There’s a fusion feel to offerings like ahi tuna tartare and Hamachi ceviche, and executive chef A.J. McCloud makes free use of Italian favourites like truffles, Amalfi lemon, pistachios and provolone picante.

But the food doesn’t do all the talking. The décor at the Noble 33 group’s newest eatery more than keeps up with the cuisine – the rooms boast English sophistication, with the only overt nod to the Med several potted olive trees in the middle of the dining rooms: eye-catching to be sure, although I did notice waiters having to dodge low branches as they delivered plates of cacio e pepe. 

The restaurant is split into a downstairs bar, two dining floors and cigar lounge on top, with guests whisked between floors in a cosy lift. On the night we visited it was packed to the gunnels with diners and staff eager to deliver uber-attentive service: mere nanoseconds after each sip of water a waiter would approach me wearing a concerned expression. 

We were greeted at the door by a phalanx of smartly dressed maître d's who spirited away our coats and bags and escorted us into the downstairs bar. Here the feel is of a private members’ club, with dark leather bucket chairs and low gold table lights casting a warm glow over the room. The spectacular marble bar boasts industrial-style gold metal shelves above that give it an Art Deco feel and brought to mind the prow of a glimmering cruise ship.

Maybe that was the Franciacorta talking – I had ordered myself a glass of the delicious fizz from Lombardy – but even as I savoured it I realised I’d missed a trick. There was a theatrical performance going on all over the bar as cocktails were being delivered that were showy, foamy, smoky and occasionally fiery. I admit I had a smidgen of cocktail envy when I spotted the spectacles unfolding in front of excited diners. 

Sparrow Italia’s impressive signature cocktails are all rooted in the flavours of Italy. My partner ordered a dirty martini-like drink, The Liguria, a concoction of gin, herb-infused olive brine and dry vermouth with a swirl of truffle olive oil. He loved it. Next time I’ll indulge my sweet tooth with The Basilicata, a frothy mix of amaro lucano, strawberry, aperol, Campari, lemon, basil, which is delivered with a flourish in a glass dome of strawberry air – quite a way to get the evening started. 

We were called to our table in a stunning room with a leather banquette, linen-covered tables, exposed brick, industrial-style lighting and those olive trees. The neutral palette was enlivened with pops of jewel colours in the drapery and cushions while a bar at one end provided added pizazz. Unintrusive jazz music lent atmosphere but thankfully still allowed us to converse in normal tones. 

We were treated to a delicious plate of salted focaccia as we perused a menu of elevated Italian comfort food. Although I’m a sucker for a charcuterie board, and the likes of duck prosciutto and smoked gouda sounded delectable, my head was turned by the crispy arancini filled with wild mushroom risotto and truffle aioli.
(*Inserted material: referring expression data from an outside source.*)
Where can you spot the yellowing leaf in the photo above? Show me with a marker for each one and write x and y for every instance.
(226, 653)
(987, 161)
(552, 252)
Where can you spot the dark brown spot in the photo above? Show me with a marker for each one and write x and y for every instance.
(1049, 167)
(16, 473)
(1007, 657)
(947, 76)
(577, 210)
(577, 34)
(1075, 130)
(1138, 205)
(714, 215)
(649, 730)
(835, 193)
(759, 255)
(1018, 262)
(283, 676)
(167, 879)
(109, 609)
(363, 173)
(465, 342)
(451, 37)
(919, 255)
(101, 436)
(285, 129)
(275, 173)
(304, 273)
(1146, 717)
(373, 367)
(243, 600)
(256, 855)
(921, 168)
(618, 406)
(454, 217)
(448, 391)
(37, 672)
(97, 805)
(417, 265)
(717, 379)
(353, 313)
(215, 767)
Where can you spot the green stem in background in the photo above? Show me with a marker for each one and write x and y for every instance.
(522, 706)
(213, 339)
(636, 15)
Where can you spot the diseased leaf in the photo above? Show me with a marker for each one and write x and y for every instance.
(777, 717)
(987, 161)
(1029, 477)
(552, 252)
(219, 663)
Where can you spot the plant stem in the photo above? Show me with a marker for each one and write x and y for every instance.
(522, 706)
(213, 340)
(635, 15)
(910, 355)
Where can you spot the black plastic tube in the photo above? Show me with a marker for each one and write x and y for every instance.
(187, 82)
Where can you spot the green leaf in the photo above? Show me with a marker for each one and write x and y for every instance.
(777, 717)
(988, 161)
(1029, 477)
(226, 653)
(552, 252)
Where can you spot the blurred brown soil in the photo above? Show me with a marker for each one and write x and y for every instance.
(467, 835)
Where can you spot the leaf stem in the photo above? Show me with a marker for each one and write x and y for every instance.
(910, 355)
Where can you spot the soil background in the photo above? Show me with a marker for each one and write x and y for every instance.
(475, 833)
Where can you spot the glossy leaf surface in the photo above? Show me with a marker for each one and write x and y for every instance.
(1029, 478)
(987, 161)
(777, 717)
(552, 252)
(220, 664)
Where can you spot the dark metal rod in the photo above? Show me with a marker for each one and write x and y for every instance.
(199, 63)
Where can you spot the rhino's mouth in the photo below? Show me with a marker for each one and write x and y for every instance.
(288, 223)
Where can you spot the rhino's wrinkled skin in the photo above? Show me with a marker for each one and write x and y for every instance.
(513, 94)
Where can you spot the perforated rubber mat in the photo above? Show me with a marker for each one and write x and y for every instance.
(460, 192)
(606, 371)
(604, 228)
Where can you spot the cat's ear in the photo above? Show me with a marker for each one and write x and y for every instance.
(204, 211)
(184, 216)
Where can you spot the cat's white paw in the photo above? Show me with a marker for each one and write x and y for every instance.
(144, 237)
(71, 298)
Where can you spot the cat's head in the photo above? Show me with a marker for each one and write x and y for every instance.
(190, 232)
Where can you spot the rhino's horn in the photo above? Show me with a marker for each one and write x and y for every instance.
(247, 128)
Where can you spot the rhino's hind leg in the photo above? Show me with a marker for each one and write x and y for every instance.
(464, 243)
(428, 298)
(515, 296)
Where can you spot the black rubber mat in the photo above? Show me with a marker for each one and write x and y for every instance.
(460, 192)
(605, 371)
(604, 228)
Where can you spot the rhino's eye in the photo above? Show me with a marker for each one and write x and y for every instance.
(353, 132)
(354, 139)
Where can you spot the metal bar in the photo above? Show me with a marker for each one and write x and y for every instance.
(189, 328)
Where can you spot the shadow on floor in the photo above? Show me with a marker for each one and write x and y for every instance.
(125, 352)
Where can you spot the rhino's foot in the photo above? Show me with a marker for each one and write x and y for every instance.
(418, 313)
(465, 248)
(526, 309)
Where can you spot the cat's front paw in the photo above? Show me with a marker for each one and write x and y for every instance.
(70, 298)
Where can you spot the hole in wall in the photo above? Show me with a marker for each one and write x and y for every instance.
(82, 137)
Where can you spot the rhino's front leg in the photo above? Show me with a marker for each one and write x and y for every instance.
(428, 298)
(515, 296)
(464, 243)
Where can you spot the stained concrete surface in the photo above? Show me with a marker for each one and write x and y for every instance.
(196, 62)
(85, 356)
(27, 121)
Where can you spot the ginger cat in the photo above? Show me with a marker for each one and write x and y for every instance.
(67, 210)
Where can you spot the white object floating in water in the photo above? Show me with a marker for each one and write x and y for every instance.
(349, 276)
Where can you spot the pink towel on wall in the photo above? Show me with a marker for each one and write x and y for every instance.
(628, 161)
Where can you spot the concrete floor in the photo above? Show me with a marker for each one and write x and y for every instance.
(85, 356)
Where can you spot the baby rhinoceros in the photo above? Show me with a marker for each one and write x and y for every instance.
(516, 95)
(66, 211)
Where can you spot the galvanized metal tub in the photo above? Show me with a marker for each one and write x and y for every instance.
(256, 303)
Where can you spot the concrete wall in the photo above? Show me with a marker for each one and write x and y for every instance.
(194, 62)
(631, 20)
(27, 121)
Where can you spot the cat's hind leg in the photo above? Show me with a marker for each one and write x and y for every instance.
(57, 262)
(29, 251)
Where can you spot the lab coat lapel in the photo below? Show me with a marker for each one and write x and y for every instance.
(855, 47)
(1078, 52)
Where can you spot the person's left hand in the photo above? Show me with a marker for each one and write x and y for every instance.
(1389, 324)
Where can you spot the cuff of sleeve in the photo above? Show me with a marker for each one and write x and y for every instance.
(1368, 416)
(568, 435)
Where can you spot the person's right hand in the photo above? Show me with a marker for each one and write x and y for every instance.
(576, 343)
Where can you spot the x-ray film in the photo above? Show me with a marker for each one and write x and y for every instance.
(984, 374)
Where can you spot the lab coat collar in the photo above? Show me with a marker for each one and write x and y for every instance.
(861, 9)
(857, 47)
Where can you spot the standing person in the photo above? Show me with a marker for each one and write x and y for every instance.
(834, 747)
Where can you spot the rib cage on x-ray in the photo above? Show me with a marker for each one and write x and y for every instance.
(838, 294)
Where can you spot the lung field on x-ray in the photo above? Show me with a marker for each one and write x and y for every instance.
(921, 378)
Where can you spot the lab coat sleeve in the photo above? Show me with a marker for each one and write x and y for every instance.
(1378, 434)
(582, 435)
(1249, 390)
My partner went for a braised meatball of herby beef marengo and whipped ricotta. Both were superb and presented beautifully.
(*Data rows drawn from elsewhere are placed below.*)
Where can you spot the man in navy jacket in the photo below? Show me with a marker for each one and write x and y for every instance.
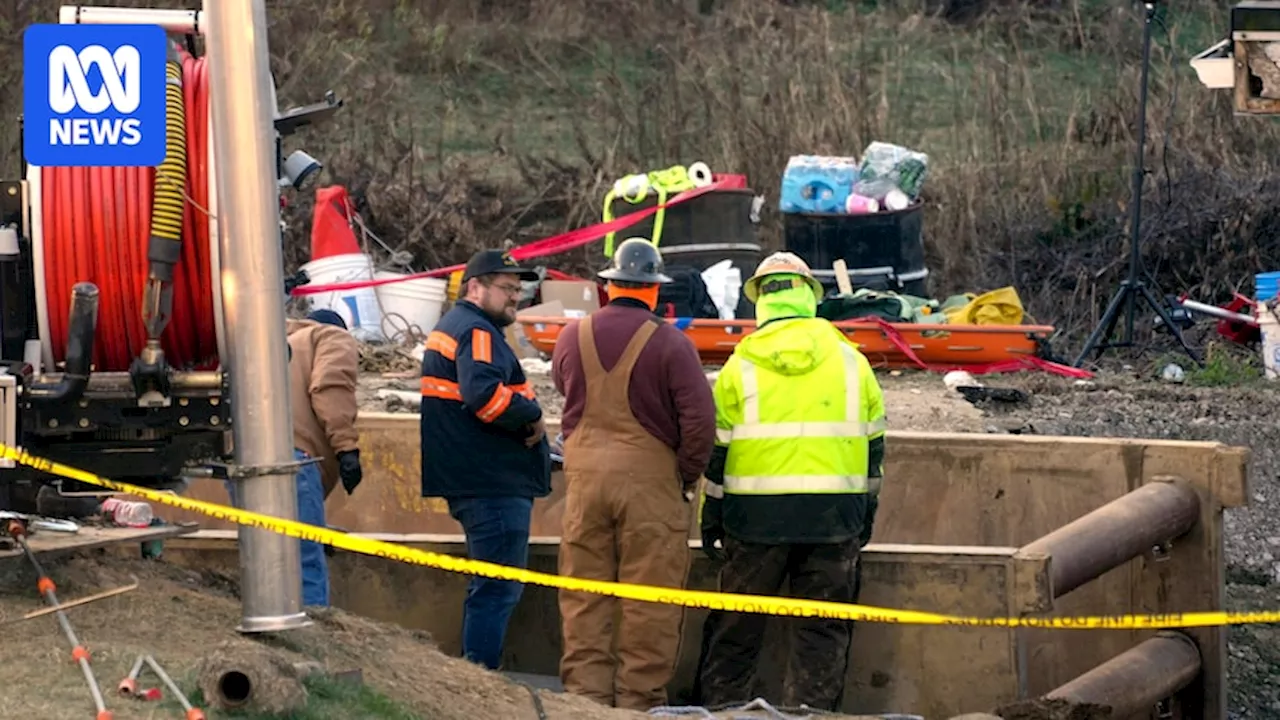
(484, 442)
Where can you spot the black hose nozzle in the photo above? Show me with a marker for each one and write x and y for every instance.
(81, 333)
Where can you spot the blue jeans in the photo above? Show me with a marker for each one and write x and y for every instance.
(497, 531)
(315, 566)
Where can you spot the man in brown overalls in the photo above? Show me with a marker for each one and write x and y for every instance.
(640, 425)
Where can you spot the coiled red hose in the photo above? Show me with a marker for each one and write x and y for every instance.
(96, 227)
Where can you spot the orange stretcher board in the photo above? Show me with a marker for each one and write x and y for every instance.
(932, 343)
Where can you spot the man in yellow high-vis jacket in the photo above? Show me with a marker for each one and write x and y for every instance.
(792, 484)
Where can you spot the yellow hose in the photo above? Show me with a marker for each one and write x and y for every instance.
(165, 246)
(172, 173)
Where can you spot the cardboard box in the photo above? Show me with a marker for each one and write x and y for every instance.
(515, 332)
(577, 297)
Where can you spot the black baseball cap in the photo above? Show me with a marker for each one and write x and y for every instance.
(496, 261)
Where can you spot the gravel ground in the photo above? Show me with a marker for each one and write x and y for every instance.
(1114, 404)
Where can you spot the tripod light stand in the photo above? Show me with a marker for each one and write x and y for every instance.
(1134, 286)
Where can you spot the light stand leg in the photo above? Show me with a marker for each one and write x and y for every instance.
(1134, 286)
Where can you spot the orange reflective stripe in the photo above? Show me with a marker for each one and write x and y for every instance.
(440, 388)
(497, 404)
(481, 346)
(442, 343)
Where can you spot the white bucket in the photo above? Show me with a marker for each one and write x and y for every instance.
(359, 308)
(1270, 327)
(412, 308)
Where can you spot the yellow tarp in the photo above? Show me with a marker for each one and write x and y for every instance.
(996, 308)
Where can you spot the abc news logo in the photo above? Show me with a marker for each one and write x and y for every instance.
(95, 95)
(120, 90)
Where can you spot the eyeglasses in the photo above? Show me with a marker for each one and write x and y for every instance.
(507, 288)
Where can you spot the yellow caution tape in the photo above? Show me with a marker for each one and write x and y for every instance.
(785, 606)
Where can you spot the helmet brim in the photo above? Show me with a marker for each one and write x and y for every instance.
(752, 287)
(615, 274)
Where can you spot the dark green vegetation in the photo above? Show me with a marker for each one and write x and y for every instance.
(471, 123)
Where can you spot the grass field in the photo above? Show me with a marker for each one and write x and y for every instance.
(470, 123)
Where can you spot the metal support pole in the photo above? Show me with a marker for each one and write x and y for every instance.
(252, 283)
(1116, 533)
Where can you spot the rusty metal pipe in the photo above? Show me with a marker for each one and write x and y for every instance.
(1116, 533)
(1138, 678)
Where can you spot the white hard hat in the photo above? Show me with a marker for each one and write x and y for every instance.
(778, 264)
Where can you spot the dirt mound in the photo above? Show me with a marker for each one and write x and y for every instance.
(1054, 710)
(179, 616)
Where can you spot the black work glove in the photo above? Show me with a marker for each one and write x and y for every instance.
(348, 469)
(713, 529)
(868, 520)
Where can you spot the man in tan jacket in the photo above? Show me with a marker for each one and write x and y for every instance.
(323, 372)
(323, 365)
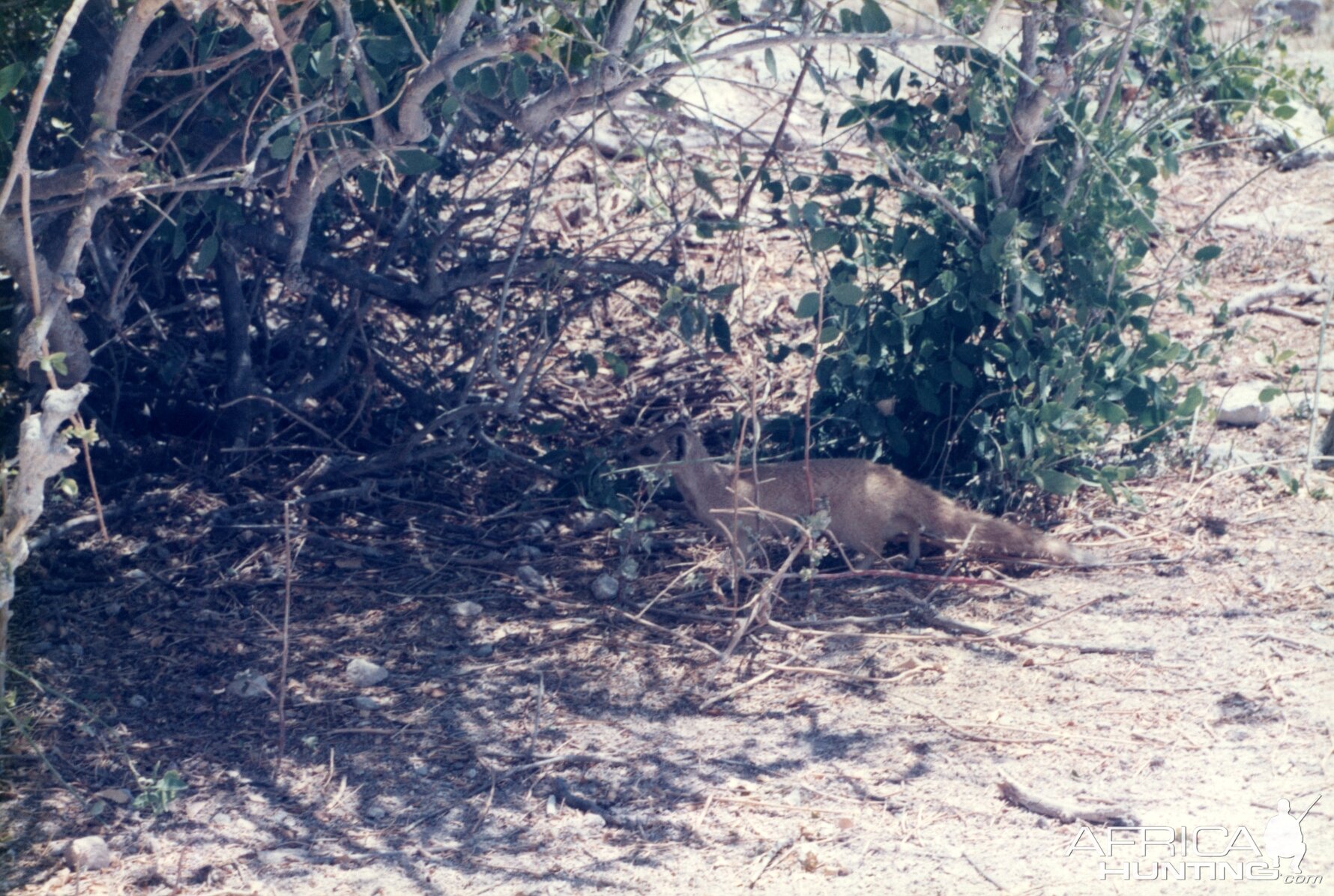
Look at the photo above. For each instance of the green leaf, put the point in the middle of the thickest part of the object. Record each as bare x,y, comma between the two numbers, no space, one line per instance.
824,239
809,306
207,252
618,367
10,78
846,294
874,19
1057,483
588,363
489,83
415,162
282,148
518,83
723,333
704,183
For the pasta course, we deliberated about ordering Sparrow’s signature lobster linguine for two, but ultimately agreed to part ways, mainly because I couldn’t resist the sound of pistachio pesto on spaghetti with grana Padana and buffalo ricotta. My instincts were correct – it was silky, fragrant and piquant. My main course of branzino with (more) pistachios and charred lemon was melt-in-the-mouth succulent, and my partner raved about his chicken milanese topped with provolone picante and buffalo mozzarella. Our waitress offered wines to pair with each course, and I can attest to her good taste – I was particularly taken with the 2018 Sicilian Grillo I had with my fish. 

Other imaginative dishes on offer include bone marrow cappelletti with a red wine reduction, a cacio e pepe with truffle and a chicken paillard with fragrant black garlic. 

We finished up dinner with an affogato boasting rum raisins and a Citrus Olive Oil cake with orange marmalade that was zingy. A couple of espressos and a grappa later and we soon were collecting our coats, sated and happy, with the restaurant still thrumming with bustling waiters and chattering diners. 

Even so soon after opening, Sparrow Italia has the confidence and air of a well-established hotspot, which bodes well for its future. It’s destined to become a haunt of those with a taste for high-end Italian food delivered with panache.